McCarthy is allegedly "saving" the country from Communism. He also preempts my kids TV shows.
I'm living in Stuttgart with my husband. He's doing required Army service. Some rubble from WWII remain. Many years later when I visit, they are rebuilt.
Most people in our German apartment building are hostile to Americans. They knock on my door to tell me how sorry they are about Kennedy's assassination. There is a candle light vigil down the mountain into the city. There is less hostility.
I watch the Berlin Wall fall while living in Boston. I feel hope for a better world order.
While living in Geneva Switzerland, Arabs, mostly women I see regularly in hijabs, express their horror to me about 9/11. Before they didn't speak to me. We will communicate warmly from then on. The change in attitude is a flashback to the change in Germany after Kennedy's death.
I become friends with Czech neighbors who work at their Geneva consulate. I regularly find half a Czech bread loaf hanging in a bag on my door many lunchtimes, flown in on the diplomatic pouch that morning.
The Czech couple invite me to Prague. They talk about life before and after the break up of the Soviet Union. They suffered politically when their daughter defected to Germany. In a restaurant a waiter admits he speaks fluent Russian, but minutes before he had "not understood" his Russian diners while being overly polite. My hosts says that is normal.
I'm a bad consumer in a society choked with things. I don't want the latest whatever. I consider having a car an annoyance, but I needed one for my reverse commute, Boston to suburbs for work.
I loved my two-bedroom Boston condo. I like living in an attractive place where I can enjoy the dusty rose of my bedroom, the cheery yellow of my office annex, my red and white kitchen. I like pretty clothes but do not want my closet crammed. I have one brown Scottish plaid wool skirt since seventh grade that only wore out in my mid-forties. I want just enough not too much.
I don't understand the need to replace, replace, replace with the newest anything when the old works. The waffle iron my grandmother bought before WWII and gave to me made great waffles. I only got rid of it when I moved to Europe in 1988.
I met a Russian woman when I walk by the Geneva UN building. We talk. We bond. She invited me to her St. Petersburg, home and arranged for an in-depth historic-cultural tour including subways, theater, ballet, churches. She made a great cucumber salad. We talk books, history, family and pets, her cats, my dogs.

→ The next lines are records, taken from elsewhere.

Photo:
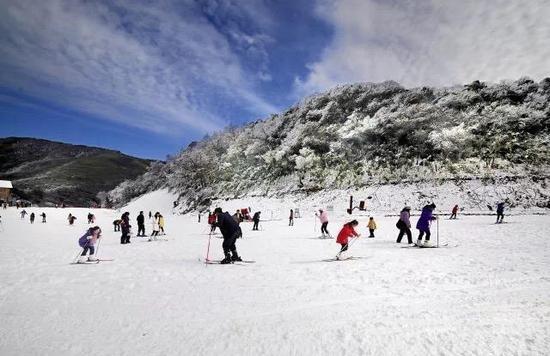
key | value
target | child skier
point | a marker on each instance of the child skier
(346, 232)
(454, 212)
(372, 226)
(423, 224)
(404, 225)
(500, 212)
(323, 217)
(87, 242)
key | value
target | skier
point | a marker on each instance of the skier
(212, 222)
(454, 212)
(256, 220)
(161, 223)
(404, 225)
(423, 224)
(323, 217)
(125, 227)
(342, 238)
(141, 224)
(87, 242)
(156, 226)
(500, 212)
(372, 226)
(116, 224)
(230, 231)
(71, 219)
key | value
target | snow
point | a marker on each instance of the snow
(486, 296)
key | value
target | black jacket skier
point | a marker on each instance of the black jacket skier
(141, 224)
(230, 231)
(125, 226)
(256, 219)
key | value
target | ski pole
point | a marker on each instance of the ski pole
(208, 248)
(315, 226)
(97, 248)
(437, 229)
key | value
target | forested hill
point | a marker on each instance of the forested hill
(367, 134)
(47, 173)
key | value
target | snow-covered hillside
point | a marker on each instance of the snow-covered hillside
(369, 136)
(486, 296)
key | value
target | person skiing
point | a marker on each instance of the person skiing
(323, 217)
(71, 219)
(125, 228)
(212, 222)
(161, 224)
(500, 212)
(230, 232)
(404, 225)
(156, 226)
(454, 212)
(346, 232)
(372, 226)
(87, 242)
(256, 220)
(116, 224)
(141, 224)
(423, 224)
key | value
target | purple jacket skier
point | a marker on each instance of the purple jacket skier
(423, 224)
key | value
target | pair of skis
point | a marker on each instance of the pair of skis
(93, 262)
(218, 262)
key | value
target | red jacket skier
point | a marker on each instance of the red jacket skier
(346, 232)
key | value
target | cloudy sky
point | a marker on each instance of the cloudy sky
(148, 77)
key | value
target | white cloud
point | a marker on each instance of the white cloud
(439, 43)
(163, 68)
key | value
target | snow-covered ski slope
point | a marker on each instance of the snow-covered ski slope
(488, 296)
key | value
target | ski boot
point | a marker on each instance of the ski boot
(236, 258)
(226, 260)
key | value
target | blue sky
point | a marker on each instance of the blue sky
(148, 77)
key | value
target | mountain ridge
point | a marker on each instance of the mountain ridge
(49, 172)
(365, 134)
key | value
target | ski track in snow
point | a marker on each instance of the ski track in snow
(487, 296)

I stood in the room where Rasputin was attacked, felt the door he ran through before throwing himself in the River. I touched the history I've read about.

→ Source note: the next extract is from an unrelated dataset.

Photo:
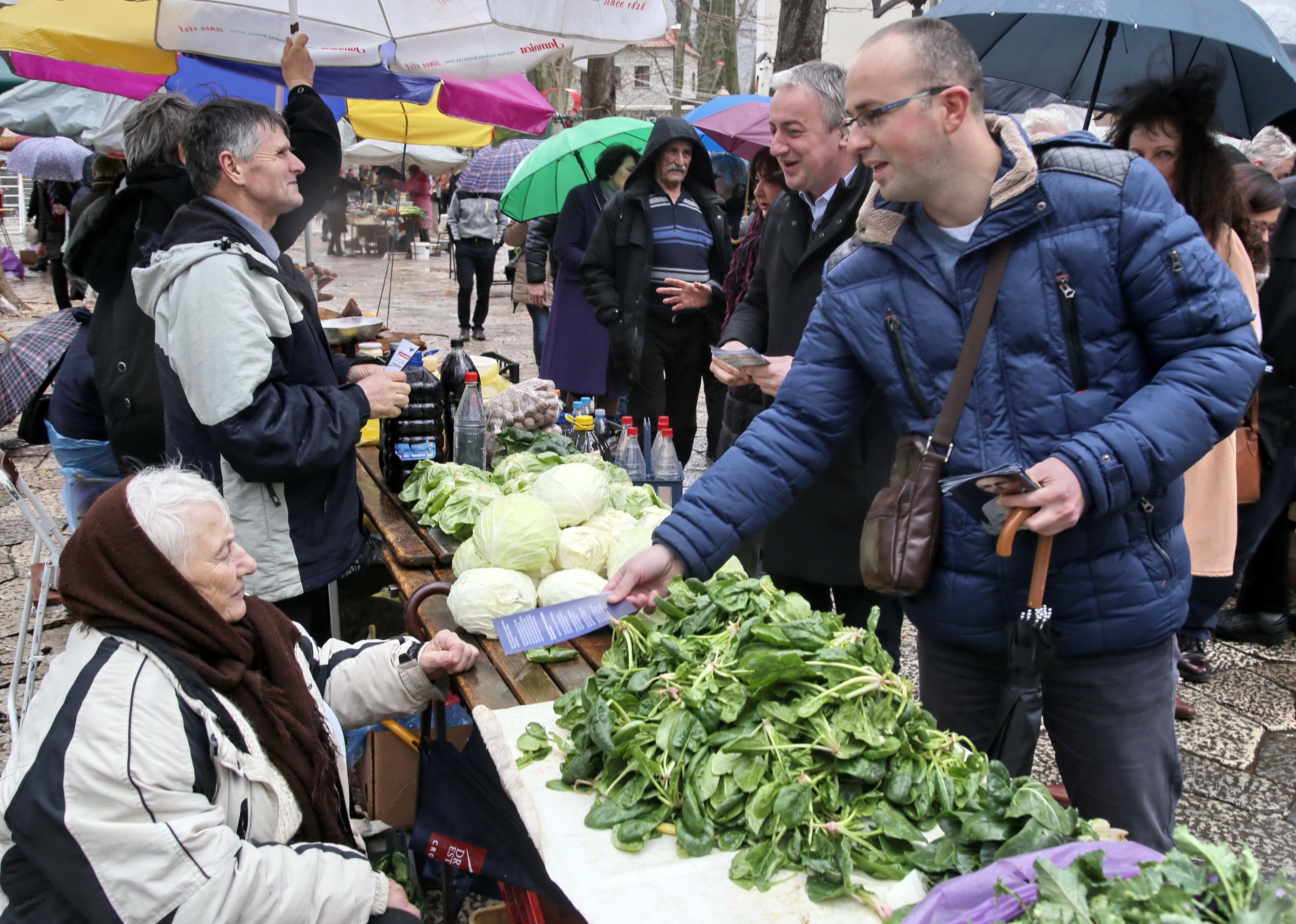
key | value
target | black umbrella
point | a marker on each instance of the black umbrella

I walked through Fydor Dostoevsky's home. I imagined him sitting at his desk writing. He had been exiled to Siberia earlier. I had read enough Russian history and literature to understand the need for change for the majority of the people.
Like most people, I'd loved Dr. Zhivago and named my daughter Lara, only added an L.
I often pass the house where Lenin lived in Geneva. The first meeting of The International was held in Geneva in 1866.
I question a society where everything goes to the top. I do not think an oligarch needs 25 bathrooms while his workers are on food stamps. I feel a manufacturer should built safety into its products. I've read where coal mines with unions have less accidents than those without. The planet's resources are being destroyed in the name of profit. On and on and on.
The theory behind Capitalism and Communism are excellent The problem is the men who are at the top pull the strings of those below to maintain their power. They lie, cheat and destroy the lives of those who are not at the top.
At the moment the U.S. is in danger of imploding giving way to the billionaire class. Its president is demented and immoral. Russia is under the denomination of a man who doesn't care who he kills or what he destroys. He is influencing U.S. policy.
An ideal society is where there is an equal playing field. Never will things be totally equal. A person who is tone deaf will never be an opera singer any more than a person horrible at math will be an engineer. But there should be ways for people to live a dignified life.
There will always people who want to accomplish more than just eating and having a roof over their heads.
Too many people hate people who are different from them. They think if they suppress them they will be better off. They often use religion to justify their cruelties. It takes more energy to hate.
The powerful, be they Communist or Capitalist, manipulate those below.
A society that gives people chances and helps those that can't help themselves, is overall a better place for all.
I'm not a Communist, although the principles could be good if they had not been corrupted.
I'm not a Capitalist, although the principles could be good if they had not been corrupted.
I'm not a Consumer that would gladden the heart of many a business. I'm a selective user of what exists.
Will the world ever be better? I'm not sure there are enough good humans, kind humans, to keep the bad humans under control but we can try.